МОИ ВСТРЕЧИ С ЕСЕНИНЫМ
 
   С поэзией Сергея Есенина познакомился я задолго до первой встречи с поэтом. Альманах "Скифы" N 2, где напечатана была поэма Сергея Есенина "Товарищ", я купил в книжном киоске городского Совета в начале 1918 года. Она начиналась словами:
    Он был сыном простого рабочего,
    И повесть о нем очень короткая…
   И в ней, как и в "Двенадцати" Блока, появился примерно в такой же трактовке, что у Блока, Христос. У Есенина младенец Иисус "пал, сраженный пулей", на питерских улицах в феврале 1917 года.
   Слушайте:
    Больше нет воскресенья!
    Тело его предали погребенью:
    Он лежит
    На Марсовом
    Поле.
   Поэма эта мне понравилась и легко запомнилась. Но выражение "железное слово: "Рре-эс-пуу-ублика!" – так кончается поэма – больше чем понравилось: именно таким, могучим, железным, воспринимался тот новый, советский строй, который возникал в огне и грохоте Октябрьского пожара. И так же вошло впоследствии в душу, как лозунг и народная поговорка, звучавшее кратко и гордо:
    Мать моя – родина,
    Я – большевик! 1
   С тех пор я уже сам отыскивал стихотворения Есенина, и почти все они нравились мне, хотя религиозные мотивы его творчества казались надуманными.
    …Схимник-ветер шагом осторожным
    Мнет листву по выступам дорожным
 
    И целует на рябиновом кусту
    Язвы красные незримому Христу 2.
   Подобного рода строфы отзывались для меня риторикой и сочинительством. Странным казалось переплетение в одной стихотворной строфе кощунства и религиозности, душевной чистоты и грубо-похабных, словно назло кому-то сказанных слов.
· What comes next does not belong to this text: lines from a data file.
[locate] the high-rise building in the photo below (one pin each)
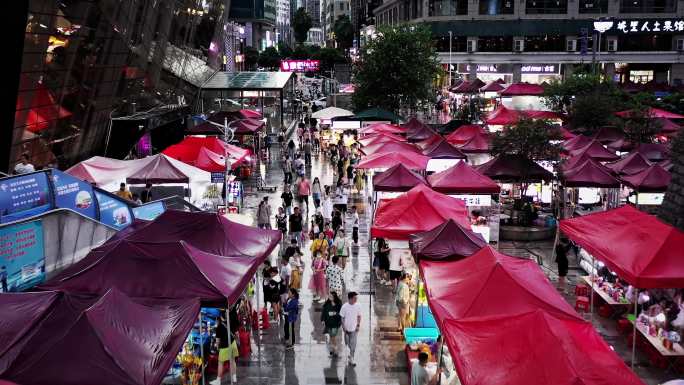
(535, 40)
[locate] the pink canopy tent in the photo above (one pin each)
(465, 133)
(640, 248)
(387, 160)
(652, 179)
(652, 113)
(420, 209)
(543, 350)
(631, 164)
(397, 178)
(110, 339)
(446, 241)
(522, 89)
(462, 179)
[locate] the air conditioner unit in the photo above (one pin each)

   Но, конечно, сильнее всего в стихах Есенина покоряла воплощенная в них поэтическая прелесть русской природы. Даже самое имя его казалось мне названием не то времени года: Осенин, Весенин, – не то какого-то цветущего куста…
   Когда в 1921 году я приехал в Москву, она полна была слухов о приключениях и выходках Сергея Есенина. ‹…›
   "Неделя" была напечатана, я уже считал себя причастным к литературе и стал интересоваться жизнью писателей. В частности, я расспрашивал о кафе поэтов "Стойло Пегаса", и одна моя новая московская знакомая, также делавшая первые шаги в литературе, предложила вместе с ней сходить в это знаменитое кафе.
   Я тогда носил еще военную форму, весьма бросавшуюся в глаза: это была форма Высшей военной школы связи – серые обшлага и черно-желтые, по роду войск, петлицы. Такие петлицы, обозначавшие род войск, красноармейцы называли "разговор". "Шинель с разговором…" – говорили тогда. Мне казалось, что прийти в "Стойло Пегаса" в военной форме – значило бросить на нее какую-то тень. Собеседница моя смеялась – по ее словам, в "Стойле Пегаса" бывали и военные.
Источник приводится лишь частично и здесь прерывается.